How to Manage Seperation Anxiety
You have worked hard creating a solid bedtime routine for your child, they are able to fall asleep independently and sleep through the night. You are feeling confident. Then in the blink of an eye that adorable, well-rested child becomes clingy, crying and demanding. All of a sudden, they demand that a specific parent puts them to bed and read them a story. They cry when you leave the room. What happened?
Does this sound familiar? Welcome to separation anxiety.
Separation anxiety can happen anytime between 6 months and 18 months but can really be challenging between 1-1 ½ years. The good news is that this is a normal stage of your child’s emotional development and has to do with having a greater understanding of object permanence (your child knows you are still home when they can’t see you), and that not all people are the same (mom is different from dad who is different from grandma and grandpa and the nanny). It also means that you and your child have created a healthy bond and guess what…they prefer you and are prepared to let you know that preference by crying whenever someone else tries to take your place or you leave the room.
While this is a normal phase it can also be heartbreaking. It is hard to close the door on a crying baby or drop your child off at daycare and having them scream. Ugh! Does this ever get easy?
How to manage separation anxiety:
1. Keep your routines as consistent as possible. Children love ritual and love to know what is happening next.

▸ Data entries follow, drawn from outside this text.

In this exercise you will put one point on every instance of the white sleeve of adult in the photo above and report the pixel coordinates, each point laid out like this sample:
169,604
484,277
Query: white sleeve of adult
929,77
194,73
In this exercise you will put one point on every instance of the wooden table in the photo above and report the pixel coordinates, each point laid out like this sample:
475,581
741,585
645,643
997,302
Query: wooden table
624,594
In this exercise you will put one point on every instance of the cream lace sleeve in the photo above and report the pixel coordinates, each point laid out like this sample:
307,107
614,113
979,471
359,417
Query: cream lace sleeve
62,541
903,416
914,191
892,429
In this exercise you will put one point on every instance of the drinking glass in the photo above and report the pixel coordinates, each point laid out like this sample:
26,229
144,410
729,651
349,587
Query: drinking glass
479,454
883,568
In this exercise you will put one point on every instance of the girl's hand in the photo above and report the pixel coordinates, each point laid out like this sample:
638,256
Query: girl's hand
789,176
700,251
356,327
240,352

This is important for bedtime routines, morning routines, and nap routines.
2. Practice separating during the day by playing peek-a-boo games with a blanket which allows them to see you disappear. Encourage independent play by trying not to hover and give them space to explore their toys on their own. You might also try to step into another room for a few seconds while they play by telling your child you will be right back and then keep your word.
3. Encourage play with other family members while you are nearby so they get used to being with other people and feel more confident about being without you next to them.
4. Don’t sneak out of your child’s room. Always say good-bye when you leave their room or home. As tempting as it may be to sneak away, this will only create more anxiety. Telling them when you are going to leave builds trust. If you are staying in their room while they fall asleep and then plan to leave, let them know when they fall asleep you will leave their room, so they know what to expect when they wake up.
5. Give them a lovey or another transitional object that they can sleep with and hold when they need comforting.
6. When you do leave them, give them a set amount of time when you will return such as after dinner or after lunch and then stick to it. This will build trust.
7. Validate and normalize your child’s feelings and provide reassurance.
While you cannot prevent them from crying when you leave, these strategies will minimize the tears. Be consistent, be calm, reassuring and nurturing. Model this same calming behavior throughout the day and gradually your child will begin to understand the concept of leaving and returning. This phase will pass, and calmness and predictability will return.